Growing up in the Alfred E. Smith Houses in a tough part of the Lower East Side, Mr. Cintron was the resident intellectual. "My son didn't take any drugs; he had no bad habits; his thing was reading," his mother, Alicia Leguillow, recalled.
"For Christmas, I would get him $200 gift certificates to Borders and he would buy books."
Mr. Cintron, 26, a broker at Cantor Fitzgerald, read anything, but preferred books that were other-worldly: Carl Sagan, Michael Crichton and Robert Jordan were his favorite writers. He was a huge "Star Wars" buff.

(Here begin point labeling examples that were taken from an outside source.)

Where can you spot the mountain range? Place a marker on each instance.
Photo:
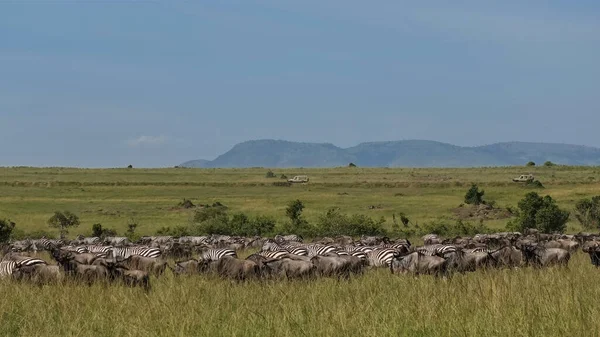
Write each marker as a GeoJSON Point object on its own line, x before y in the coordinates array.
{"type": "Point", "coordinates": [404, 153]}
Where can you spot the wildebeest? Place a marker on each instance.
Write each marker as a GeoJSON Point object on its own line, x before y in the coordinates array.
{"type": "Point", "coordinates": [539, 256]}
{"type": "Point", "coordinates": [417, 263]}
{"type": "Point", "coordinates": [291, 269]}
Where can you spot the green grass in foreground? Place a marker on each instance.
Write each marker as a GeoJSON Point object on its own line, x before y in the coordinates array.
{"type": "Point", "coordinates": [523, 302]}
{"type": "Point", "coordinates": [29, 196]}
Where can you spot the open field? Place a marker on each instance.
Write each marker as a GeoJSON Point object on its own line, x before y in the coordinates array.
{"type": "Point", "coordinates": [523, 302]}
{"type": "Point", "coordinates": [29, 196]}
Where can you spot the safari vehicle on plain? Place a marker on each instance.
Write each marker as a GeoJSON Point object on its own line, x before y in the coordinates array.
{"type": "Point", "coordinates": [524, 178]}
{"type": "Point", "coordinates": [299, 179]}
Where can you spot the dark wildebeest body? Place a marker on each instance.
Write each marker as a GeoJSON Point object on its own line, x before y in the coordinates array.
{"type": "Point", "coordinates": [417, 263]}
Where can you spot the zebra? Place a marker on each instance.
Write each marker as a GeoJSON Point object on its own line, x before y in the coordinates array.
{"type": "Point", "coordinates": [381, 257]}
{"type": "Point", "coordinates": [215, 254]}
{"type": "Point", "coordinates": [287, 238]}
{"type": "Point", "coordinates": [76, 249]}
{"type": "Point", "coordinates": [318, 249]}
{"type": "Point", "coordinates": [194, 240]}
{"type": "Point", "coordinates": [354, 251]}
{"type": "Point", "coordinates": [126, 252]}
{"type": "Point", "coordinates": [436, 249]}
{"type": "Point", "coordinates": [273, 246]}
{"type": "Point", "coordinates": [274, 254]}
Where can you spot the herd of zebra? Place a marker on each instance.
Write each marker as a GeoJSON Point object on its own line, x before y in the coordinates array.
{"type": "Point", "coordinates": [91, 259]}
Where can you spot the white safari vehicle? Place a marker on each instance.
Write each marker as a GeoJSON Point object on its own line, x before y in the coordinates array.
{"type": "Point", "coordinates": [523, 178]}
{"type": "Point", "coordinates": [299, 179]}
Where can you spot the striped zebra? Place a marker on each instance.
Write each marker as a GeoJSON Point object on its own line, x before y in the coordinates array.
{"type": "Point", "coordinates": [76, 249]}
{"type": "Point", "coordinates": [294, 249]}
{"type": "Point", "coordinates": [318, 249]}
{"type": "Point", "coordinates": [381, 257]}
{"type": "Point", "coordinates": [354, 251]}
{"type": "Point", "coordinates": [47, 244]}
{"type": "Point", "coordinates": [126, 252]}
{"type": "Point", "coordinates": [279, 254]}
{"type": "Point", "coordinates": [436, 249]}
{"type": "Point", "coordinates": [215, 254]}
{"type": "Point", "coordinates": [288, 238]}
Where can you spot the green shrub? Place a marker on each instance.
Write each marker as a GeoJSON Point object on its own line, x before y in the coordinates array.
{"type": "Point", "coordinates": [63, 221]}
{"type": "Point", "coordinates": [446, 228]}
{"type": "Point", "coordinates": [534, 184]}
{"type": "Point", "coordinates": [539, 213]}
{"type": "Point", "coordinates": [474, 196]}
{"type": "Point", "coordinates": [587, 212]}
{"type": "Point", "coordinates": [100, 232]}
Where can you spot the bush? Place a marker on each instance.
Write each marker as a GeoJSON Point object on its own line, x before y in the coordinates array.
{"type": "Point", "coordinates": [207, 213]}
{"type": "Point", "coordinates": [6, 229]}
{"type": "Point", "coordinates": [178, 231]}
{"type": "Point", "coordinates": [63, 221]}
{"type": "Point", "coordinates": [334, 223]}
{"type": "Point", "coordinates": [587, 212]}
{"type": "Point", "coordinates": [539, 213]}
{"type": "Point", "coordinates": [186, 203]}
{"type": "Point", "coordinates": [100, 232]}
{"type": "Point", "coordinates": [474, 196]}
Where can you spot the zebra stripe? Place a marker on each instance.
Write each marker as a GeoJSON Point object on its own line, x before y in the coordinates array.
{"type": "Point", "coordinates": [381, 257]}
{"type": "Point", "coordinates": [215, 254]}
{"type": "Point", "coordinates": [7, 268]}
{"type": "Point", "coordinates": [318, 249]}
{"type": "Point", "coordinates": [436, 249]}
{"type": "Point", "coordinates": [126, 252]}
{"type": "Point", "coordinates": [274, 254]}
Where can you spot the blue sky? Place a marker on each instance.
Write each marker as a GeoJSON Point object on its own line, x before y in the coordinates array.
{"type": "Point", "coordinates": [156, 83]}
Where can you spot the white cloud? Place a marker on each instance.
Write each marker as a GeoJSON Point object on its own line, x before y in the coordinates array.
{"type": "Point", "coordinates": [147, 140]}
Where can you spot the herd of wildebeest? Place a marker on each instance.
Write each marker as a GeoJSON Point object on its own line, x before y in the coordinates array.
{"type": "Point", "coordinates": [116, 259]}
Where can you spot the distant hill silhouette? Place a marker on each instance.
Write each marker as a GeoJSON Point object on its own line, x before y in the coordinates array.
{"type": "Point", "coordinates": [405, 153]}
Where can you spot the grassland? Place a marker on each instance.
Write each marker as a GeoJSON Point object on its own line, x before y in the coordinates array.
{"type": "Point", "coordinates": [523, 302]}
{"type": "Point", "coordinates": [112, 197]}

He got his two younger brothers hooked, too, to the point where they would all sit at the dinner table reading. "They were never raised by a father, so they had each other," Mr. Cintron's mother said.
Ms. Leguillow knew her son was gifted from childhood, when a teacher at Public School 1 insisted on skipping him from the fourth to the sixth grade, because he was so far ahead in math. But he was still one of the guys.
"He had so much intelligence, he didn't need to show it," said his brother Fred Gonzalez Jr.
Profile published in THE NEW YORK TIMES on October 20, 2001.